The mean of the extent of improvement in contact prediction for 114 domains (or 86 in the case of PSICOV) is plotted as a function of the distance that must exist between two Cβ atoms in different residues in order for them to be defined as being in contact. The extent of improvement was determined by calculating the difference in the areas under the curves of prediction accuracy vs number of predictions by OMES, MI, DCA and PSICOV with and without incorporation of the codon data normalized by the area under the curve generated without codon data. The analysis was done for domains of length between 200 and 500 residues and at least 2000 coding sequences in their MSA. The contact predictions were made for the seven sequences with available crystal structures that have the highest resolution and that in all cases is <3 Å.
 
              Added value of combining amino acid and codon data in contact prediction by DCA illustrated for Kex1Δp, a prohormone-processing carboxypeptidase from Saccharomyces cerevisiae.

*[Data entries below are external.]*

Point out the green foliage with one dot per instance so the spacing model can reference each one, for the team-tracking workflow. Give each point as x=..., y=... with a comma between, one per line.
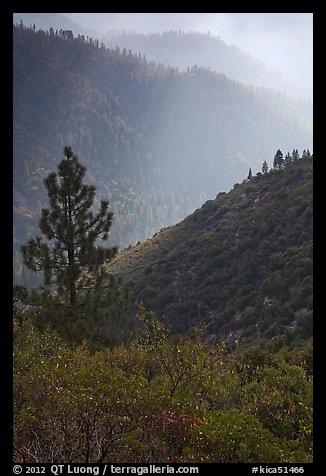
x=241, y=264
x=79, y=298
x=158, y=141
x=158, y=399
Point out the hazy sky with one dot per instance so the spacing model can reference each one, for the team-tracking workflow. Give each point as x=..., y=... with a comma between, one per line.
x=281, y=40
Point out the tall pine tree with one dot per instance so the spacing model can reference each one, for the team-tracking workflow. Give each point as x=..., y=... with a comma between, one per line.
x=68, y=254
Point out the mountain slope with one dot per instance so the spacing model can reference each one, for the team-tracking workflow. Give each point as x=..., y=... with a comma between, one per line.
x=241, y=264
x=184, y=50
x=157, y=142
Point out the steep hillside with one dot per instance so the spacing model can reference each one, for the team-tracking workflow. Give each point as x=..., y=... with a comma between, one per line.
x=156, y=142
x=184, y=50
x=242, y=264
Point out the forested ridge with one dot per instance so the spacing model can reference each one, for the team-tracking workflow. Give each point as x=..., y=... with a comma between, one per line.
x=210, y=360
x=185, y=49
x=241, y=264
x=157, y=141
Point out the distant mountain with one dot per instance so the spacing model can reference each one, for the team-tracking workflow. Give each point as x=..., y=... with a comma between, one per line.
x=57, y=21
x=184, y=50
x=157, y=142
x=241, y=264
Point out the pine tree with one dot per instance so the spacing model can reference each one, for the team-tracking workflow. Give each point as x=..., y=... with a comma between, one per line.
x=67, y=253
x=295, y=154
x=264, y=168
x=288, y=158
x=278, y=160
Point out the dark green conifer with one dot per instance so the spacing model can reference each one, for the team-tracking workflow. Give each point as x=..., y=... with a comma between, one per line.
x=278, y=160
x=67, y=253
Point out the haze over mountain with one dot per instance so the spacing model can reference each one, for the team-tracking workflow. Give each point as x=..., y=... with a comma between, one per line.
x=241, y=264
x=157, y=142
x=195, y=345
x=276, y=46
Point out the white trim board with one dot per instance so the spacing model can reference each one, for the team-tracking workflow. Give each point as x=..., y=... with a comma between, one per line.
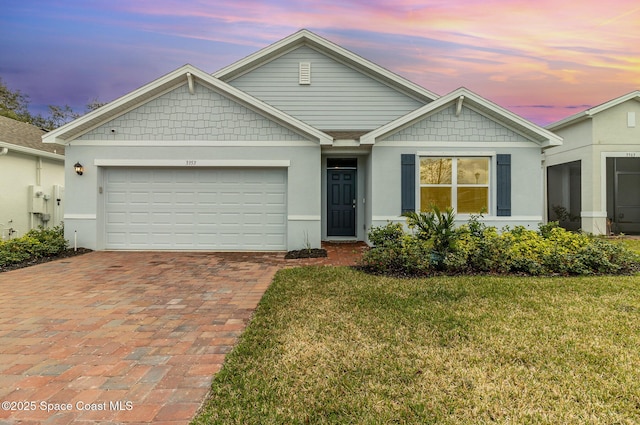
x=195, y=163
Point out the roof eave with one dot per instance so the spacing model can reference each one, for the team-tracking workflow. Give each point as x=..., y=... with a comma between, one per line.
x=307, y=37
x=181, y=76
x=546, y=138
x=31, y=151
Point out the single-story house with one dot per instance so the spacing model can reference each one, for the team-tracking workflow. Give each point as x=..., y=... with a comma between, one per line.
x=593, y=179
x=300, y=142
x=31, y=179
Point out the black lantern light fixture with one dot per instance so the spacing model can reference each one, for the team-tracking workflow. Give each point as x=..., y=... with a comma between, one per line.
x=79, y=168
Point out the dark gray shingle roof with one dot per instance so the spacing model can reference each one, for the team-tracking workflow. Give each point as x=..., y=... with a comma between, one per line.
x=26, y=135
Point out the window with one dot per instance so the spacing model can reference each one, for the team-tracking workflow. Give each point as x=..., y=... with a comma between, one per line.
x=460, y=183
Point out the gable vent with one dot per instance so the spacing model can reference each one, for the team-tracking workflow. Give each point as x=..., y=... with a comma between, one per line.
x=305, y=73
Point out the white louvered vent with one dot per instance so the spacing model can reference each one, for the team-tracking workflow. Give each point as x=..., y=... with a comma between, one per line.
x=305, y=73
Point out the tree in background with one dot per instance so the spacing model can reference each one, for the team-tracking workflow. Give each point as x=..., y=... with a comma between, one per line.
x=15, y=104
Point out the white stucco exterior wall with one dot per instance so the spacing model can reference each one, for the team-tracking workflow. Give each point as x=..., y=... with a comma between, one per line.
x=18, y=171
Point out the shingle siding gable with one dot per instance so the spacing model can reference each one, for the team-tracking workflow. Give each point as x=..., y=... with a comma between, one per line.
x=338, y=98
x=205, y=115
x=469, y=126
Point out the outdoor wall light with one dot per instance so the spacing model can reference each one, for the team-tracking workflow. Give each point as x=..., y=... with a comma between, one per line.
x=79, y=168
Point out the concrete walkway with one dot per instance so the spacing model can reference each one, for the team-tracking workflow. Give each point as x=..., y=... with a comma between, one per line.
x=126, y=337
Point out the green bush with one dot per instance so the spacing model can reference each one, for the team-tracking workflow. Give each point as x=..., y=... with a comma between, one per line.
x=476, y=248
x=36, y=243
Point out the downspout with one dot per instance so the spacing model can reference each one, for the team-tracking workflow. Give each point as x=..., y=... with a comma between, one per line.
x=191, y=87
x=39, y=172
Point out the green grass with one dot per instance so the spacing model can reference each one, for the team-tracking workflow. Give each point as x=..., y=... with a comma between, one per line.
x=333, y=345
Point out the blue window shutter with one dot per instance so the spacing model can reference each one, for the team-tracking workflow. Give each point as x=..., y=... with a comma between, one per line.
x=408, y=182
x=503, y=174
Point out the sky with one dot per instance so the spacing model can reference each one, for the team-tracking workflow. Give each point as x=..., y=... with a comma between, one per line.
x=541, y=59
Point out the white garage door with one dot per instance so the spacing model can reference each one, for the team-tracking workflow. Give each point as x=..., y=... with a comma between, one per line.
x=195, y=208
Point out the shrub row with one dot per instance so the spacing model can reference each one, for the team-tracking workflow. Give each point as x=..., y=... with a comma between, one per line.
x=435, y=246
x=36, y=243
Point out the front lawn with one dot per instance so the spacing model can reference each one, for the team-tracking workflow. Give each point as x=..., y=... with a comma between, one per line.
x=334, y=345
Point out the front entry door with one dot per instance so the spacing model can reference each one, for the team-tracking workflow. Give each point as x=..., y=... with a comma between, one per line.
x=627, y=195
x=341, y=203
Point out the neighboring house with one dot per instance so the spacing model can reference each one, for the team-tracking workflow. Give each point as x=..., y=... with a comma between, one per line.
x=593, y=179
x=31, y=179
x=300, y=142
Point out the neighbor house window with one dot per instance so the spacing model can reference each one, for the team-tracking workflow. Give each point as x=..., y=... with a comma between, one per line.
x=460, y=183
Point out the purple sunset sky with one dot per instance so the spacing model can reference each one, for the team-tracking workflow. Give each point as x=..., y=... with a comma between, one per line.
x=543, y=59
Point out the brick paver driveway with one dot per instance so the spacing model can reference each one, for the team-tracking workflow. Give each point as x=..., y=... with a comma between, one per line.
x=122, y=337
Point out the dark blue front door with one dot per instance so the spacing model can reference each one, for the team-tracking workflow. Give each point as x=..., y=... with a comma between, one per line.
x=341, y=203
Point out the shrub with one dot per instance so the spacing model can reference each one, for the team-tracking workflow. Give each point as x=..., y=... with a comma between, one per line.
x=476, y=248
x=436, y=227
x=36, y=243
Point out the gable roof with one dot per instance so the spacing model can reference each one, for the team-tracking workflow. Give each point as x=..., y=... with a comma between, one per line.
x=464, y=96
x=26, y=138
x=581, y=116
x=181, y=76
x=307, y=38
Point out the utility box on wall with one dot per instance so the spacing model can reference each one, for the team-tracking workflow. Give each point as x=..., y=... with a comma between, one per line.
x=36, y=200
x=58, y=204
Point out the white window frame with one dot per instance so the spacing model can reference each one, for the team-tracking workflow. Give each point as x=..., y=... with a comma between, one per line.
x=454, y=156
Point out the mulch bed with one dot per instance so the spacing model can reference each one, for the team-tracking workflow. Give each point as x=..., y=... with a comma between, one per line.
x=64, y=254
x=306, y=253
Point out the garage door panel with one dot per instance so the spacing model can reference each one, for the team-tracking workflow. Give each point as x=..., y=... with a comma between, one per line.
x=211, y=209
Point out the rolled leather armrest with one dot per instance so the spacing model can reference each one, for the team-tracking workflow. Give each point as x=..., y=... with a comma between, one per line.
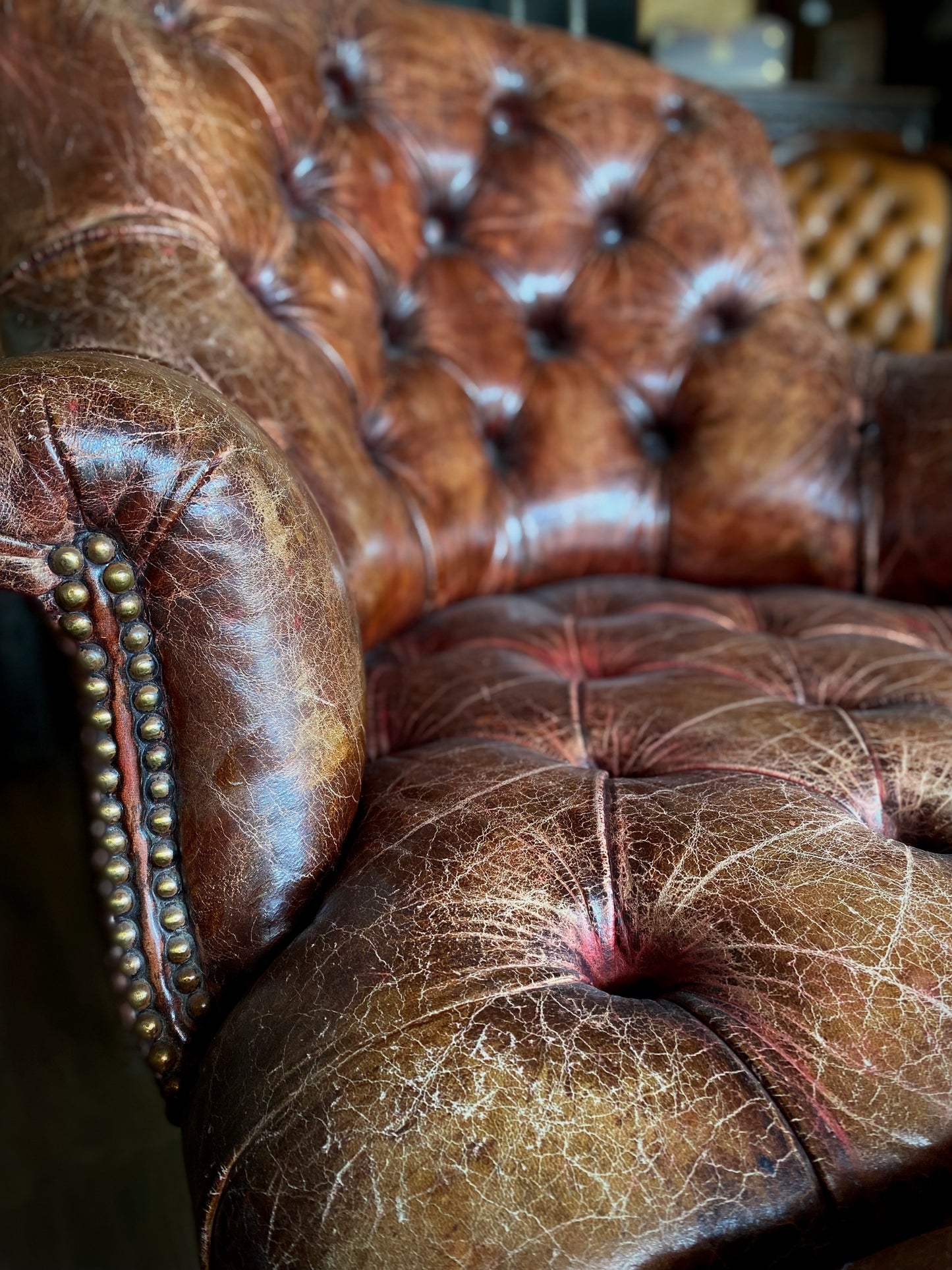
x=200, y=591
x=909, y=517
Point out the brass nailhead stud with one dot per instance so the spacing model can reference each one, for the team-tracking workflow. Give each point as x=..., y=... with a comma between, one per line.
x=115, y=841
x=197, y=1004
x=142, y=666
x=65, y=560
x=149, y=1025
x=120, y=902
x=119, y=577
x=178, y=949
x=160, y=819
x=130, y=964
x=156, y=757
x=96, y=687
x=99, y=548
x=159, y=785
x=163, y=853
x=187, y=979
x=152, y=728
x=138, y=993
x=76, y=625
x=117, y=870
x=173, y=917
x=107, y=780
x=161, y=1057
x=109, y=811
x=103, y=747
x=125, y=935
x=71, y=594
x=136, y=638
x=92, y=658
x=127, y=606
x=146, y=697
x=167, y=886
x=101, y=718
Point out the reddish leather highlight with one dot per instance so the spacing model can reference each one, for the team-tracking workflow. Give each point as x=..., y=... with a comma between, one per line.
x=509, y=323
x=244, y=589
x=640, y=954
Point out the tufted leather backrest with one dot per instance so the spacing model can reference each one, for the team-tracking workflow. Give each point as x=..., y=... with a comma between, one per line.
x=876, y=233
x=517, y=308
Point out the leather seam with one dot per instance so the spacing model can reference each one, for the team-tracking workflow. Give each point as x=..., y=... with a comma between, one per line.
x=824, y=1193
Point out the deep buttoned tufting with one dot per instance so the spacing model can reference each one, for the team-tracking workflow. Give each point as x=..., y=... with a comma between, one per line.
x=418, y=246
x=638, y=950
x=640, y=956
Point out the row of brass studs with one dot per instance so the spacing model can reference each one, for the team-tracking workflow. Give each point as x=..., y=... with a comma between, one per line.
x=97, y=554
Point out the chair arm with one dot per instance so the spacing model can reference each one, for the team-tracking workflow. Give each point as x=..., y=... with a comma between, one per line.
x=909, y=471
x=200, y=591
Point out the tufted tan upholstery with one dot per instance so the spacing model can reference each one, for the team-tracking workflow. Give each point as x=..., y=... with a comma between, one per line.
x=635, y=948
x=418, y=252
x=876, y=234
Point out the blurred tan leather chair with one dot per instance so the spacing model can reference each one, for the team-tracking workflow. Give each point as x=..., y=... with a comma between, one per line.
x=875, y=230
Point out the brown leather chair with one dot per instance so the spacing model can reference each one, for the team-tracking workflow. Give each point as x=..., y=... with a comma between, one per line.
x=345, y=332
x=875, y=226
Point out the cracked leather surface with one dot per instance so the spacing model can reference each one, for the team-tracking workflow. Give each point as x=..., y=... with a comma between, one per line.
x=640, y=954
x=416, y=252
x=244, y=589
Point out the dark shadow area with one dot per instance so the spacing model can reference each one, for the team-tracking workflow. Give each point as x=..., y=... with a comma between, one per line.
x=90, y=1171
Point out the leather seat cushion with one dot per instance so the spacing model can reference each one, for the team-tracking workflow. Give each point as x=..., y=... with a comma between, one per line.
x=640, y=953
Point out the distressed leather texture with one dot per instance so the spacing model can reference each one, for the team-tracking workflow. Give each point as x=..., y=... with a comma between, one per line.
x=638, y=953
x=876, y=233
x=245, y=592
x=640, y=956
x=418, y=246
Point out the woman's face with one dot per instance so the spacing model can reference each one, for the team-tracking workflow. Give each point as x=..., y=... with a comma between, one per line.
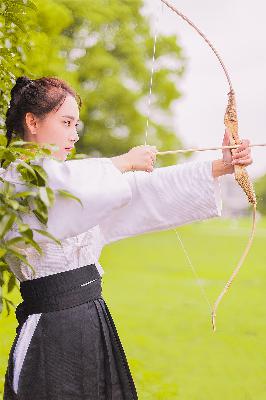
x=58, y=127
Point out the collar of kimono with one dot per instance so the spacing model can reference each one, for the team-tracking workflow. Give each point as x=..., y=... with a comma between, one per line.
x=241, y=175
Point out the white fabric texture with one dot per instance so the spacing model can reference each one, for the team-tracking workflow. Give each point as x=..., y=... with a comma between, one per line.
x=115, y=206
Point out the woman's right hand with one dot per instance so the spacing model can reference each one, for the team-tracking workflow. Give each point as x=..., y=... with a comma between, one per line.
x=141, y=158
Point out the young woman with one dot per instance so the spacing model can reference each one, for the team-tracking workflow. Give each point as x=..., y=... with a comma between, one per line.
x=67, y=346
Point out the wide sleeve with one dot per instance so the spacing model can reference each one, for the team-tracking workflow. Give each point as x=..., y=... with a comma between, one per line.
x=99, y=185
x=165, y=198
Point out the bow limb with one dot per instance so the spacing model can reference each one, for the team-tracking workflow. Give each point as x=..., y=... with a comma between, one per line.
x=242, y=178
x=241, y=175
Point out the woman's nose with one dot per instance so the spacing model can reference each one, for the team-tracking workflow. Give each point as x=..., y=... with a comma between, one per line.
x=75, y=137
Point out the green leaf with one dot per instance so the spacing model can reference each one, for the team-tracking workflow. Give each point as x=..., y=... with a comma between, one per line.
x=21, y=257
x=44, y=196
x=26, y=3
x=6, y=223
x=49, y=235
x=3, y=139
x=65, y=193
x=13, y=204
x=25, y=194
x=25, y=166
x=41, y=173
x=2, y=252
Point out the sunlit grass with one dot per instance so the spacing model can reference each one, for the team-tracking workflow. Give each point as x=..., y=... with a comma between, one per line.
x=164, y=320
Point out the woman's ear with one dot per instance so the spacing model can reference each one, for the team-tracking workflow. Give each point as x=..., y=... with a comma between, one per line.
x=31, y=123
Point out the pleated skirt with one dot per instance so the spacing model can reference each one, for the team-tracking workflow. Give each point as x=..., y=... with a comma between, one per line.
x=74, y=354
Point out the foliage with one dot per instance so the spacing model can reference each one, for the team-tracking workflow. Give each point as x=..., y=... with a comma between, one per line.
x=35, y=200
x=260, y=189
x=104, y=50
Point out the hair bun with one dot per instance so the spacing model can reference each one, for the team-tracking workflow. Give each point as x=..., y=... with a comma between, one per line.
x=22, y=81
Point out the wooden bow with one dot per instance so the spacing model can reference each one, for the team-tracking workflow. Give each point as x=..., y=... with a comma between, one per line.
x=241, y=175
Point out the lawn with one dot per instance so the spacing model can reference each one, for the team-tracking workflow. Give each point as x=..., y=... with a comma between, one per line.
x=164, y=320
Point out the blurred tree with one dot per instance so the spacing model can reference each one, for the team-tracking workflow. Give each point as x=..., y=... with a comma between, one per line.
x=260, y=188
x=104, y=49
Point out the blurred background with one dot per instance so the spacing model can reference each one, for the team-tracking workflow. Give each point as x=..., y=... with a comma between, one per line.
x=104, y=49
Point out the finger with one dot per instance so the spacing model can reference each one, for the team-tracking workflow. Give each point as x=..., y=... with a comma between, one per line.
x=241, y=154
x=245, y=160
x=244, y=144
x=226, y=139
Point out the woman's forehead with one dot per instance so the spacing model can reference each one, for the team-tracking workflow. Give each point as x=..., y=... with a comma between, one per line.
x=69, y=108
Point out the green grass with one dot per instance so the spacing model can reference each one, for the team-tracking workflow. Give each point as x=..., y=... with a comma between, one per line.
x=164, y=320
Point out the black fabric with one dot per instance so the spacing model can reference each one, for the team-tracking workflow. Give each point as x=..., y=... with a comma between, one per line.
x=75, y=352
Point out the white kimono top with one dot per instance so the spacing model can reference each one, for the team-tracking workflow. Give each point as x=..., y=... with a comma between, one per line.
x=116, y=205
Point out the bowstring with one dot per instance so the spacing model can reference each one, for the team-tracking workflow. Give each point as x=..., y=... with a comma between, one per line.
x=179, y=240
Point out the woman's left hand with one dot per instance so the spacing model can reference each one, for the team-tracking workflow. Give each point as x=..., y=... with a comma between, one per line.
x=240, y=156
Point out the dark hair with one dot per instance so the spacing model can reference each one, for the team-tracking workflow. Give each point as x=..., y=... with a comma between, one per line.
x=39, y=96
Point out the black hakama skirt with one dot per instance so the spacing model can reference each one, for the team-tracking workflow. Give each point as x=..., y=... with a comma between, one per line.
x=75, y=352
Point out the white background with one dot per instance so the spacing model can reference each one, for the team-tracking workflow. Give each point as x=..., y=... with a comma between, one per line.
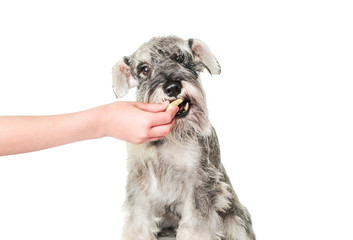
x=282, y=108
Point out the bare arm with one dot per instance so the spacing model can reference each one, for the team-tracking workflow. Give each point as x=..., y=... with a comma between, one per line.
x=129, y=121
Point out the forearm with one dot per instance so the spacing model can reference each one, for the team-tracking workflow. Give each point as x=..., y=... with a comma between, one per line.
x=32, y=133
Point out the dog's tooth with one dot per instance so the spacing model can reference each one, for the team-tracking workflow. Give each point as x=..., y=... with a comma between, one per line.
x=186, y=106
x=174, y=103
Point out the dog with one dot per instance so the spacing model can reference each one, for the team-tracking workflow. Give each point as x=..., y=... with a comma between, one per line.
x=177, y=186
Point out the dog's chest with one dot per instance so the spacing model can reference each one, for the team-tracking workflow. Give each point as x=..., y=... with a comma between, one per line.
x=168, y=170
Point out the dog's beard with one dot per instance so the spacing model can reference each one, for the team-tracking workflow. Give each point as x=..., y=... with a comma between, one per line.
x=191, y=125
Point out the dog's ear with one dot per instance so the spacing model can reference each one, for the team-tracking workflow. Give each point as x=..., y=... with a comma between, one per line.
x=122, y=80
x=202, y=53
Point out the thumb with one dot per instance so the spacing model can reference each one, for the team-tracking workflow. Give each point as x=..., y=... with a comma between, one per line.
x=153, y=107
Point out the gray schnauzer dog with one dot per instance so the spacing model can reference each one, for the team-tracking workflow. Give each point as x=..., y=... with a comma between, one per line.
x=177, y=186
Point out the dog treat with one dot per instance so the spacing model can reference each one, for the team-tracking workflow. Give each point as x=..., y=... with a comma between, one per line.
x=174, y=103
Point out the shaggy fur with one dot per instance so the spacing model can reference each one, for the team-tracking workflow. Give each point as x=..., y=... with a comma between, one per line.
x=177, y=186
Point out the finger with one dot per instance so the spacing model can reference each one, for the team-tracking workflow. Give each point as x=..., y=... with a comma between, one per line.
x=161, y=130
x=162, y=118
x=153, y=107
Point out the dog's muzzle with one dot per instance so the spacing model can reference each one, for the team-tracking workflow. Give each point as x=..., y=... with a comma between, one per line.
x=172, y=89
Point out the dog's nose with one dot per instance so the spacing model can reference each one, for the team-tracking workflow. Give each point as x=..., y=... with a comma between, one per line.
x=172, y=88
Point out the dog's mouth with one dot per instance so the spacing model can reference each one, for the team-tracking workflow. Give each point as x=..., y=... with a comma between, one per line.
x=184, y=108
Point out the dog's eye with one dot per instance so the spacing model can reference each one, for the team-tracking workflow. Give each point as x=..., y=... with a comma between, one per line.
x=145, y=70
x=179, y=58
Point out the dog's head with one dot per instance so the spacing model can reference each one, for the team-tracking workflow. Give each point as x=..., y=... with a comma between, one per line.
x=167, y=68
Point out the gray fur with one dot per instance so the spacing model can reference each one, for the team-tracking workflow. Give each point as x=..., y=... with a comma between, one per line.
x=177, y=186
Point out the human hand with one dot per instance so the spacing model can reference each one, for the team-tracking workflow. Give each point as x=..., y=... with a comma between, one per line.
x=137, y=122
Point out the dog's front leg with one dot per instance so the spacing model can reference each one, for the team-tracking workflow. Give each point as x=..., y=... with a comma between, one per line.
x=140, y=223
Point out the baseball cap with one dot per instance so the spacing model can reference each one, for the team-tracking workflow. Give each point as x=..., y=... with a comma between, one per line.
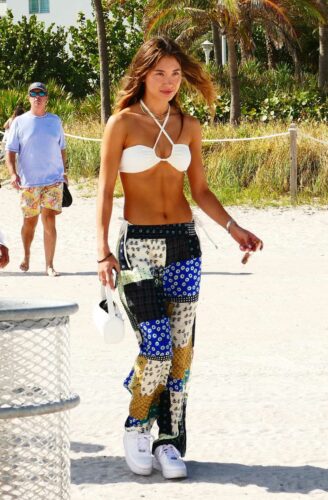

(A) Contact map of the structure of Kex1Δp (PDB ID: 1AC5) in which all the contacts are shown as gray rectangles. Residues were defined as being in contact if the distance between their Cβ atoms (Cα for glycine) is ≤8 Å. The top 100 predictions of contacts made with or without incorporating codon data are highlighted above (in red) and below (in green) the diagonal, respectively, and those predicted by both methods by black circles. (B) The crystal structure of Kex1Δp with predicted contacts highlighted. Only true predicted contacts that were not predicted by the original method are highlighted. Each contacting pair has a different color. The contacts were predicted using an MSA with 1877 coding sequences with a length of 415 codons. The magnified region shows some long-range contacts between different secondary structure elements that are predicted only when also the codon data is used.
 
              Illustration for four proteins of added value of combining amino acid and codon data in contact prediction by DCA.
All the contacts are shown as gray rectangles. Residues were defined as being in contact if at least one inter-atomic distance between their Cβ atoms (Cα for glycine) is ≤8 Å. The top 100 predicted contacts made with or without incorporating codon data are highlighted above (in red) and below (in green) the diagonal, respectively, and those predicted by both methods by black circles. 1BAG_A—contact map of the structure of alpha-amylase from Bacillus subtilis (Pfam id: PF00128). 1Z63_A—contact map of the structure of Sulfolobus solfataricus SWI2/SNF2 ATPase core (Pfam id: PF00176). 1AQU_A—contact map of the structure of mouse estrogen sulphotransferase (Pfam id: PF00685). 1GW6_A—contact map of the structure of human leukotriene A4 hydrolase (Pfam id: PF01433).